Why Te’o continued to perpetuate the lie after he suspected it in December remains a mystery; one that continues to fester as Te’o prepares for the NFL Draft in Tampa.

ESPN also spoke to two other people who were cousins of a man, who was supposedly duped by Tuiasosopo in 2008. J.R. Vaosa and Celeste Tuioti-Mariner said it was the same photos and same back story about a car accident that Tuiasosopo used to fool their cousin, who did not wish to be interviewed for OTL’s story. The two did tweet their suspicions, often sarcastically, saying they were the real Lennay Kukua. When the news broke Wednesday, reporters were at their door and threats were made against them.

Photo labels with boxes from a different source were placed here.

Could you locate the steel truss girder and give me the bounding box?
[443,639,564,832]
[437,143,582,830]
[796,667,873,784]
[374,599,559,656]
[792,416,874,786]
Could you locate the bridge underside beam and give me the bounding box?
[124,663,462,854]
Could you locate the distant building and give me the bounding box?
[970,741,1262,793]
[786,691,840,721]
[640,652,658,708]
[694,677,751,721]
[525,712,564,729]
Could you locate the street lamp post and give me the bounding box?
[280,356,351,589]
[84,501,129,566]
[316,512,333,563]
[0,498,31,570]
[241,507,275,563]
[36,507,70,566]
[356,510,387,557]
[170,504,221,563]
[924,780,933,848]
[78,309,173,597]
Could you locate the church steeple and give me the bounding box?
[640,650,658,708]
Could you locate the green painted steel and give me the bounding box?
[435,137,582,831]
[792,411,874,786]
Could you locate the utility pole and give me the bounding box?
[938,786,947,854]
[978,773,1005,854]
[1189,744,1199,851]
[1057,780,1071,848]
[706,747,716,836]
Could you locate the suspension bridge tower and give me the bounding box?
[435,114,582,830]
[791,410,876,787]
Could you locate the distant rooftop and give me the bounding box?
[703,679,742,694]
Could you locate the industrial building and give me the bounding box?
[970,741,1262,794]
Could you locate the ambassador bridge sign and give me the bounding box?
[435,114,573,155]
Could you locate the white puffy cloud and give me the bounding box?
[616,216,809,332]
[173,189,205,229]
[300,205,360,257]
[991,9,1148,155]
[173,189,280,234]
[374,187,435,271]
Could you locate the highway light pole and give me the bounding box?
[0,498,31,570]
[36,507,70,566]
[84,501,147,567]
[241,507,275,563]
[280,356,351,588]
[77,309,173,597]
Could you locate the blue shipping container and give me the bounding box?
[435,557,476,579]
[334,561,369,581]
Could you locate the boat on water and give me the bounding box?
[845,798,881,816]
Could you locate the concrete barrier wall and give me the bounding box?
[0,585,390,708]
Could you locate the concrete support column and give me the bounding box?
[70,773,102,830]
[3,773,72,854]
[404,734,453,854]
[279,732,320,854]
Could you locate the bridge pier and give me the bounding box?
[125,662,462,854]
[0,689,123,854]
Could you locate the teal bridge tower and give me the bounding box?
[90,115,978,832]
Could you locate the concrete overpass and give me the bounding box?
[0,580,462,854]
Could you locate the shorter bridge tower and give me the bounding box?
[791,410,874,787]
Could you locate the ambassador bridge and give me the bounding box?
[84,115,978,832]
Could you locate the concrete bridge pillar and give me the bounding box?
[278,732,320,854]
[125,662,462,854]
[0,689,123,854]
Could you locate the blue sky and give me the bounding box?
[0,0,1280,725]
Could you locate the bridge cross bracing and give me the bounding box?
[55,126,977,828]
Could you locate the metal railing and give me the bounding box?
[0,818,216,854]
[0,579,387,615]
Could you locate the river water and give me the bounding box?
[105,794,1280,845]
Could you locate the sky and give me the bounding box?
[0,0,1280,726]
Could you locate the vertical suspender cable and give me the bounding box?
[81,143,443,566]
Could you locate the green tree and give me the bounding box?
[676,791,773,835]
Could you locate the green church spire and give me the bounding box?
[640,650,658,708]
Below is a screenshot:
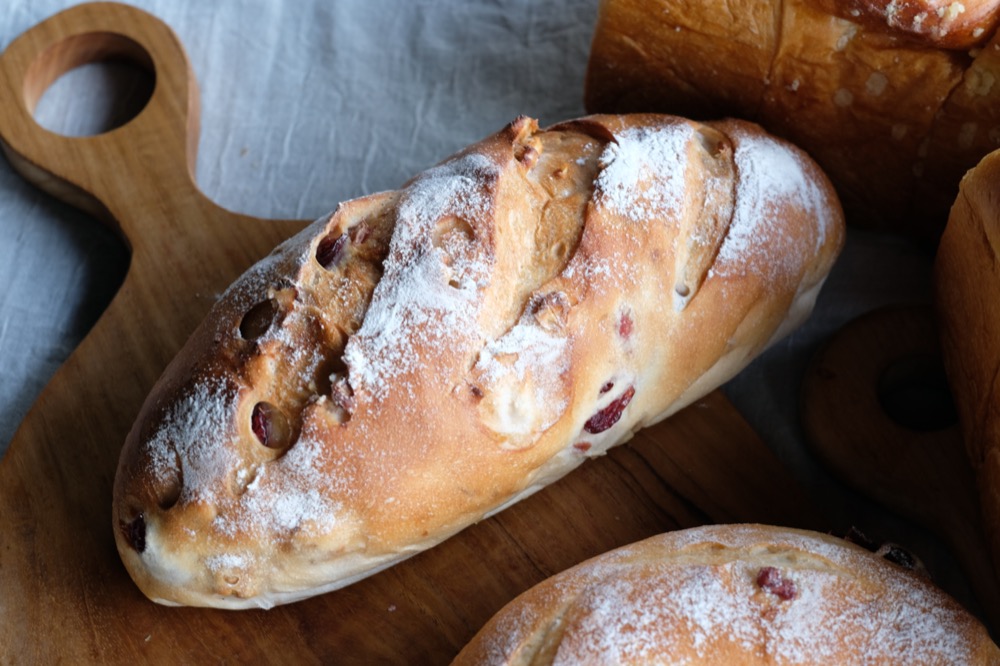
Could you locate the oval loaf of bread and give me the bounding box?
[454,525,1000,666]
[113,115,844,608]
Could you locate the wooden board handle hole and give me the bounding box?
[23,32,156,137]
[877,354,958,432]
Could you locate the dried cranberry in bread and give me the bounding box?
[453,525,1000,666]
[586,0,1000,242]
[113,115,843,608]
[933,151,1000,575]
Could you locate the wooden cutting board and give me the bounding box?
[0,3,840,663]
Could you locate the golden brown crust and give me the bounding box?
[453,525,1000,666]
[114,116,843,607]
[934,152,1000,584]
[585,0,1000,241]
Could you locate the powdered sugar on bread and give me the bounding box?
[456,525,1000,666]
[114,116,843,608]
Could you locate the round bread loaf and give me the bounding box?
[454,525,1000,666]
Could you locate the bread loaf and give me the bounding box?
[113,115,844,608]
[933,152,1000,575]
[586,0,1000,242]
[454,525,1000,666]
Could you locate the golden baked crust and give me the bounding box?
[933,147,1000,588]
[585,0,1000,242]
[453,525,1000,666]
[113,116,843,608]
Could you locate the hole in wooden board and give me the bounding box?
[878,354,958,432]
[24,33,156,137]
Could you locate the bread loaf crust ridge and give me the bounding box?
[113,115,843,608]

“When I found out about the Samoan football player (and) his girlfriend, his Grandma died the same day, I was like, ‘Whoa this is crazy,’ I feel so bad for him, so I just looked him up,” Vaosa said. “I found out his girlfriend’s name was Lennay Kekua. And right when I read the name Lennay Kekua, I immediately thought of Ronaiah. Then I thought of my cousin — that this has to be the same person.”

Notre Dame senior wide receiver John Goodman also thinks Te’o was the victim here.

“He was screwed over by someone who wanted to play some sick joke.” he told the Chicago Tribune.

“I don’t know if they wanted to get close to Manti or they were a huge fan or they were playing a joke. Whoever (plays) a sick joke like that for that long has something wrong with them. I don’t put this on Manti. I’m on Manti’s side.”

The friend talked to Tuiasosopo again a couple of days ago, but says she does not know his whereabouts.

“I (still) am worried for him (Ronaiah), not just him and his family but I know that you can’t judge people like that and that’s why I continue to just encourage (him) to come out and tell the truth,” she said.